A second Reagan administration official plans to cast his ballot for Hillary Clinton in November despite voting Republican in presidential elections for more than four decades.
Frank Lavin served as President Reagan’s political director from 1987-89 and as an ambassador to Singapore under President George W. Bush. After watching Donald Trump’s campaign closely for the past 14 months, Lavin told CNBC that his days of supporting GOP presidential candidates are over, at least for this election cycle.
“If he’s not actually a bigot, he certainly consorts with bigotry and plays to that sentiment,” Lavin said of Trump in an interview on Thursday.
Clinton, who Lavin described as capable and hard-working, “has just got a better approach to America’s role in the world,” he said.
He added that “no matter where” the former secretary of state stands on free trade, which he supports, “Donald Trump is that much worse.”

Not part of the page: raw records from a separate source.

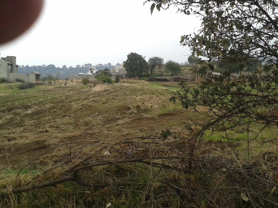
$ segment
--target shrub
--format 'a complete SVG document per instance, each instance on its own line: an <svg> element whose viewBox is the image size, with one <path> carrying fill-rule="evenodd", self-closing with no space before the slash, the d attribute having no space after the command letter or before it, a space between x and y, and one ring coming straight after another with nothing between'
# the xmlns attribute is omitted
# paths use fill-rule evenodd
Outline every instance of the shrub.
<svg viewBox="0 0 278 208"><path fill-rule="evenodd" d="M53 81L56 79L56 78L54 77L54 76L52 76L51 74L48 74L47 76L45 76L43 77L41 79L41 80L42 81L46 81L47 80Z"/></svg>
<svg viewBox="0 0 278 208"><path fill-rule="evenodd" d="M21 83L24 83L25 82L25 81L24 81L23 79L19 79L18 78L17 78L14 79L14 81L15 81L16 82L20 82Z"/></svg>
<svg viewBox="0 0 278 208"><path fill-rule="evenodd" d="M118 75L115 77L115 82L119 83L120 81L120 75Z"/></svg>
<svg viewBox="0 0 278 208"><path fill-rule="evenodd" d="M89 79L87 77L82 78L82 83L84 85L86 85L89 83Z"/></svg>
<svg viewBox="0 0 278 208"><path fill-rule="evenodd" d="M10 81L9 81L7 79L6 79L4 77L2 77L1 78L1 83L12 83L12 82Z"/></svg>
<svg viewBox="0 0 278 208"><path fill-rule="evenodd" d="M101 70L95 77L98 80L101 81L104 84L113 84L113 81L110 77L111 75L109 72Z"/></svg>

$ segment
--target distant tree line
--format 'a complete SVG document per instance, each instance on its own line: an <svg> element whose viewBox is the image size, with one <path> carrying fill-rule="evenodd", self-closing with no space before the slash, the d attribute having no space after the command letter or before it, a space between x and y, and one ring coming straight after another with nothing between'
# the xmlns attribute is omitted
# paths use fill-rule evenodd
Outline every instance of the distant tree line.
<svg viewBox="0 0 278 208"><path fill-rule="evenodd" d="M106 66L109 66L109 68L115 67L115 66L111 65L111 63L108 64L109 65L106 64ZM58 77L59 79L65 79L68 76L69 74L87 73L88 70L86 67L89 66L93 66L91 64L85 64L82 66L77 64L74 67L70 66L68 68L66 65L64 65L62 68L60 68L56 67L54 64L49 64L47 66L43 64L42 66L33 65L32 66L29 66L28 65L25 66L22 65L21 67L19 67L18 73L27 74L32 71L36 71L41 73L41 77L42 79L44 77L49 75L56 77L58 69ZM98 70L103 70L107 68L105 65L102 66L96 66L96 69Z"/></svg>

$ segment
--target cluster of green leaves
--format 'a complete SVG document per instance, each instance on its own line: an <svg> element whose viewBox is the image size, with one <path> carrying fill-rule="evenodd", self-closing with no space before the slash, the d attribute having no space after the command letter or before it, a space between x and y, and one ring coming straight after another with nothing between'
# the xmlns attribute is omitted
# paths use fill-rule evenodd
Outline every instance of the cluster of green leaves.
<svg viewBox="0 0 278 208"><path fill-rule="evenodd" d="M8 80L6 78L4 77L1 77L1 83L6 83L6 82L7 83L12 83L11 81Z"/></svg>
<svg viewBox="0 0 278 208"><path fill-rule="evenodd" d="M16 82L20 82L21 83L24 83L25 82L25 81L22 79L20 79L18 78L15 79L14 81Z"/></svg>
<svg viewBox="0 0 278 208"><path fill-rule="evenodd" d="M115 77L115 82L119 83L120 81L120 75L117 75Z"/></svg>
<svg viewBox="0 0 278 208"><path fill-rule="evenodd" d="M86 85L89 83L89 79L87 77L83 77L82 78L82 83L84 85Z"/></svg>
<svg viewBox="0 0 278 208"><path fill-rule="evenodd" d="M42 81L54 81L57 79L57 78L50 74L48 74L47 76L45 76L41 79Z"/></svg>
<svg viewBox="0 0 278 208"><path fill-rule="evenodd" d="M139 77L143 73L147 73L149 66L145 60L145 57L135 53L131 52L127 55L127 58L124 62L127 75L131 77Z"/></svg>
<svg viewBox="0 0 278 208"><path fill-rule="evenodd" d="M199 61L199 58L195 55L189 56L187 58L187 61L189 64L195 64Z"/></svg>
<svg viewBox="0 0 278 208"><path fill-rule="evenodd" d="M180 43L193 51L191 60L197 59L195 55L207 58L199 59L194 70L203 81L195 88L181 82L180 91L170 99L178 100L185 108L191 106L198 111L202 105L207 109L200 112L211 118L195 124L201 129L196 138L202 138L208 129L218 131L220 125L221 131L240 126L246 129L249 139L249 125L261 130L277 124L276 0L147 0L145 3L148 2L153 2L151 13L156 6L160 11L174 6L178 12L202 18L201 29L193 35L182 36ZM223 69L221 75L212 74L215 68ZM246 70L247 73L231 74Z"/></svg>
<svg viewBox="0 0 278 208"><path fill-rule="evenodd" d="M112 84L113 81L111 78L111 74L109 72L105 70L101 70L95 77L97 79L102 81L104 84Z"/></svg>
<svg viewBox="0 0 278 208"><path fill-rule="evenodd" d="M164 60L163 58L159 56L152 56L149 59L148 63L149 66L151 74L153 74L153 72L157 67L160 67L163 65Z"/></svg>
<svg viewBox="0 0 278 208"><path fill-rule="evenodd" d="M172 73L172 76L177 75L182 71L182 68L179 63L172 60L169 60L166 62L165 68Z"/></svg>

Lavin described Trump’s proposal to bar non-American Muslims from entering the U.S., which the Republican presidential nominee has since revised to apply to all immigrants coming from countries with terrorist ties, was “unbecoming, and there should be no place for that kind of bigotry in public life.”
Furthermore, Trump’s history of filing for bankruptcy suggests there “is something terribly wrong with [his] business judgment, his management, maybe even his ethics,” Lavin charged.
Lavin joins Robert Tuttle, the former director of presidential personnel under Reagan, who announced last week that he has never cast his ballot for a Democrat but plans to vote for Clinton on Nov. 8.
“The Republican nominee for president has no government experience and has done nothing in his career to demonstrate that he is competent to be president,” Tuttle said in a statement issued by the Clinton campaign.